Targeting the 'clock gene' in obesity to slow triple-negative breast cancer

Clock
The loss of a protein made by a "clock gene" that's involved in the body's circadian rhythms has been associated with breast cancer progression. (Jan Vašek/Pixabay)

Metabolic disorders such as obesity and prediabetes are known to be linked with a higher risk of breast cancer, though scientists have struggled to explain the correlation. Now, scientists at City of Hope believe they’ve uncovered an important insight about the relationship between obesity and breast cancer risk that could point to new prevention strategies and maybe even drug targets.

The City of Hope team established a link between the “clock gene” BMAL1 and tumor suppression. Specifically, prediabetic and obese mice that lacked the BMAL1 protein suffered from accelerated breast tumor growth and metastasis at a rate that was faster than what was seen in their lean counterparts, the researchers reported in the journal iScience.

BMAL1 is referred to as a clock gene because it is involved in maintaining the body’s circadian rhythms. The City of Hope team believes their discovery shows that a loss of the BMAL1 protein in obesity gives breast cancer a “competitive edge,” said senior author David Ann, Ph.D., chair of the graduate school of biological sciences at City of Hope, in a statement.

The mouse studies showed that BMAL1 prevents the progression of triple-negative breast cancer in a few different ways. Not only does it maintain proper circadian rhythms, it also suppresses inflammation in the context of obesity, the City of Hope team reported.
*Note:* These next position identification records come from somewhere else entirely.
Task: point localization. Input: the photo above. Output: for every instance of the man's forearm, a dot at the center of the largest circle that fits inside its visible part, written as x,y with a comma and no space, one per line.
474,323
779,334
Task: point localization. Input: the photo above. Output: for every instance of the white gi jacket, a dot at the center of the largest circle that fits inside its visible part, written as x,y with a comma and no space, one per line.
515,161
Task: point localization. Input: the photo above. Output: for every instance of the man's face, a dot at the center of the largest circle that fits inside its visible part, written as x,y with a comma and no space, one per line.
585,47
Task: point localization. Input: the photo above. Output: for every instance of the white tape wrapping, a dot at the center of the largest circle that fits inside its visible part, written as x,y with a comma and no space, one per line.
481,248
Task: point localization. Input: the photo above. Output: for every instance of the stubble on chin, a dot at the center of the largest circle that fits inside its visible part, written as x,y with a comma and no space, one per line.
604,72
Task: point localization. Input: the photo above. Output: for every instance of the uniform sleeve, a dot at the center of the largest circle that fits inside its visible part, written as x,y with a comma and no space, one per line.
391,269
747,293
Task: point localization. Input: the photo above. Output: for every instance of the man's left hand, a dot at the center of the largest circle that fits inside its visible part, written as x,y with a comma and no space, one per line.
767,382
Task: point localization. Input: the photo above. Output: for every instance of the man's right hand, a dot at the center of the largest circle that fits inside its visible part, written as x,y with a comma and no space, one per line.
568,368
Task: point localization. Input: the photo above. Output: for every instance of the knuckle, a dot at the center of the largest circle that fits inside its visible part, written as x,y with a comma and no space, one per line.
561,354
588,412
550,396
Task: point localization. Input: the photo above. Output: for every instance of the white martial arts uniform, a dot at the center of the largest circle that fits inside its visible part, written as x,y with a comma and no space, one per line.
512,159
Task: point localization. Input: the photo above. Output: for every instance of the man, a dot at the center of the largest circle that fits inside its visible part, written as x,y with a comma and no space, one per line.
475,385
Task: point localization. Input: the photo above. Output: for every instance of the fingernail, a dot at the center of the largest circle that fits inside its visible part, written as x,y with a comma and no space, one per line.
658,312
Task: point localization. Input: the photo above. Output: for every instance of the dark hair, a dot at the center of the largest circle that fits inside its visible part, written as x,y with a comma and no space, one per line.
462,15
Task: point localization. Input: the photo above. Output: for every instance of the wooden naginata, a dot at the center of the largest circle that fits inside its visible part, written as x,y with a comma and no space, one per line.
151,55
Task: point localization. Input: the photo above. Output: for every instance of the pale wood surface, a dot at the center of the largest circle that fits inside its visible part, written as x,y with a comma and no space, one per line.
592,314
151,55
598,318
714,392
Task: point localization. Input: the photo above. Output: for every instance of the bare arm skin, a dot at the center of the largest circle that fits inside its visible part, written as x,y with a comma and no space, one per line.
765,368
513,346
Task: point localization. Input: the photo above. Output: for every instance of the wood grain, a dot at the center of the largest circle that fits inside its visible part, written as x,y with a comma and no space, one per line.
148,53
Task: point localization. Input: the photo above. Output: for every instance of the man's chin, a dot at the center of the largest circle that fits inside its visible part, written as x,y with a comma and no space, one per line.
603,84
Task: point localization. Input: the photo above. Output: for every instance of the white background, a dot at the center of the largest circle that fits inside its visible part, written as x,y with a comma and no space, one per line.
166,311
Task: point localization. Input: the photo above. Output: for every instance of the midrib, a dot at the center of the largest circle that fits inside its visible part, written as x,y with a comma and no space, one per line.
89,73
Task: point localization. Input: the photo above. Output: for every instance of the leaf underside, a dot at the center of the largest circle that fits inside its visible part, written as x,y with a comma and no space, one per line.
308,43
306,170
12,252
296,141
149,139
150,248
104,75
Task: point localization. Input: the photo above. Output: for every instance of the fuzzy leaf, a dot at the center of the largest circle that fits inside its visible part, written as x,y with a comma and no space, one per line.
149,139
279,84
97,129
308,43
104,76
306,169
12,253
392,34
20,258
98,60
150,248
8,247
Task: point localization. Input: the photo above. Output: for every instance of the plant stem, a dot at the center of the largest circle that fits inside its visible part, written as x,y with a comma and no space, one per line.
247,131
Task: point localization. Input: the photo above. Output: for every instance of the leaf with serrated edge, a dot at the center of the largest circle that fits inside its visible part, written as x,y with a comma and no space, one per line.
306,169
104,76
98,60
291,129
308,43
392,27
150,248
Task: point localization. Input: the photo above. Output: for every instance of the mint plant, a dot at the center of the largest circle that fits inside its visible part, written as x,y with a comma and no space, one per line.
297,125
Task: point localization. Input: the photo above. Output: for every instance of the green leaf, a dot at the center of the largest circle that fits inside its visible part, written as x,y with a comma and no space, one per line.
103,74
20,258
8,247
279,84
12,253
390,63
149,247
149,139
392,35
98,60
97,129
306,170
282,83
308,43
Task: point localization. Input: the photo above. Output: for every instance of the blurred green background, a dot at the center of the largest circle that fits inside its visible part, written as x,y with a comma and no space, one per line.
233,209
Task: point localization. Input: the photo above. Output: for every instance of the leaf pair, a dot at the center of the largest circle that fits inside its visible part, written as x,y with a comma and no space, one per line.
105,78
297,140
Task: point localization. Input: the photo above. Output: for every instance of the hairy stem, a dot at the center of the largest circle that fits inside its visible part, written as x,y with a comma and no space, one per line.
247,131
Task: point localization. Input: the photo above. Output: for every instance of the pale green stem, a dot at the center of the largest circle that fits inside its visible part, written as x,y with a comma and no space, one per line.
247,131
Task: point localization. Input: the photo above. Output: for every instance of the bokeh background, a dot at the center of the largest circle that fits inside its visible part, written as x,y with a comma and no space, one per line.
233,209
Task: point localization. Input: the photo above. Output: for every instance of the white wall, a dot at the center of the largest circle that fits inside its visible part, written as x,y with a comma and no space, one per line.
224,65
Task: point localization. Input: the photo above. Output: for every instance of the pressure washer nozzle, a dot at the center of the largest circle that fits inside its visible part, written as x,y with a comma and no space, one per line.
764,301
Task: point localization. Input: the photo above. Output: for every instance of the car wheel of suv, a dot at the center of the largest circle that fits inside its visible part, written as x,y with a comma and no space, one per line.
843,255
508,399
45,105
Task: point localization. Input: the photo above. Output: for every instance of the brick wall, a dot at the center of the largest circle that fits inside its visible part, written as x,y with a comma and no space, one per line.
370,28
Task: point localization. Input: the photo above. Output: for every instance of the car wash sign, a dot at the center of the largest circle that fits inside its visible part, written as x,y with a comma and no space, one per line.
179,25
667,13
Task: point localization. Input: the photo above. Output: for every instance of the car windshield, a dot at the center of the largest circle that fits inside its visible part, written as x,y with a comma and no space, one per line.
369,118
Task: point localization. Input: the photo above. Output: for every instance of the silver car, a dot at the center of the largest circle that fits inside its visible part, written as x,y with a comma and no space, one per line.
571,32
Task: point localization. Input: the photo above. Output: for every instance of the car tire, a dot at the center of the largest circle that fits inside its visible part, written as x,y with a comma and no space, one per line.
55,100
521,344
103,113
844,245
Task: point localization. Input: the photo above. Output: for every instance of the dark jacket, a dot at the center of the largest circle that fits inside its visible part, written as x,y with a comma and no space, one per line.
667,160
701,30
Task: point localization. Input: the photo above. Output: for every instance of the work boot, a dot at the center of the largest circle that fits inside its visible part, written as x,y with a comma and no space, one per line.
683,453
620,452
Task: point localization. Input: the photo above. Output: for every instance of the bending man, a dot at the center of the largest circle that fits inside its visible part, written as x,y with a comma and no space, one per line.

The search for effective treatments for triple-negative breast cancer has been plagued by disappointments. Immunomedics, for example, recently returned to the FDA seeking approval for its antibody-drug conjugate IMMU-132, which the agency initially rejected as a third-line treatment for triple-negative breast cancer.

There are several early-stage programs examining novel modes of attacking triple-negative breast cancer. The Institute of Cancer Research in London is combining chemotherapy with a drug from Boston Pharmaceuticals that causes cancer cells to divide too rapidly, making them vulnerable to fatal copying errors. And several research institutions are using the gene editing system CRISPR to treat breast tumors, including Boston Children's Hospital and Yale University.

The City of Hope researchers are planning further studies examining how the clock gene influences other cancers that affect prediabetic, obese people. Meanwhile, they said, oncologists should advise overweight patients to improve their dietary habits and try exercising—both of which can increase levels of BMAL1.

“This finding brings us one small step closer to the ability to provide more personalized breast cancer care based on an individual's genetics and lifestyle choices," Ann said.